In the closely watched US EIA inventory statistics, crude oil inventories were down 10.34 million barrels week over week, gasoline inventories were up 1.542 million barrels, and middle distillates were down 1.955 million barrels. This aligns with the API stock data released the previous day, and market reaction after the release was subdued. However, the overall trend remained bearish, and the week ahead’s continued expansion of US shale oil production, as forecast by the EIA for May, remained a pressure factor. The EIA inventory data showed eight consecutive weeks of rising crude production, while gasoline demand was soft, contributing to the weakness. As prices slid toward and below $52.50 in WTI near-month June, stop-loss selling accelerated, leading to a rapid drop of about $2. The chart deterioration had already been noted, so technical selling was expected, but US demand-supply weakness amplified the decline. After the settlement, the downside paused for the moment.
(CBOT Soybeans)
On the 19th, CBOT soybeans near contracts rebounded on bargain buying. May near contract up 4.50 cents at 950.50 cents, new-crop November up 1.75 cents at 958.50 cents.

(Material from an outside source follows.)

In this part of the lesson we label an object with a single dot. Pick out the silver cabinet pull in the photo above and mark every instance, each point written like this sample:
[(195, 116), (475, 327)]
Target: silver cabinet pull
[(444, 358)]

May near contract did not make a new low for the day, holding around $9.40, and rebounded on bargain buying. However, like usual, prices are retreating from the Asian-session levels. Caution ahead of tomorrow’s weekly export sales data weighed, and by the close the upside was trimmed. Today’s funds net long is estimated at 6,500 contracts.
(CBOT Corn)
On the 19th, CBOT corn was mixed. May near contract down 0.25 cent at 361.50 cents, new-crop December up 0.25 cent at 386.50 cents.
Prices recovered toward the close, resulting in a mixed day. May near contract managed to hold around $3.60, suggesting an autorally. However, selling pressure emerged as ideal weather for corn planting in the US Midwest discouraged gains. For the latter half of this week, favorable weather is expected to aid plantings, potentially reducing delays. After a period of auto-rebound, the market was poised for further selling. Today’s funds net selling is estimated at 2,500 contracts.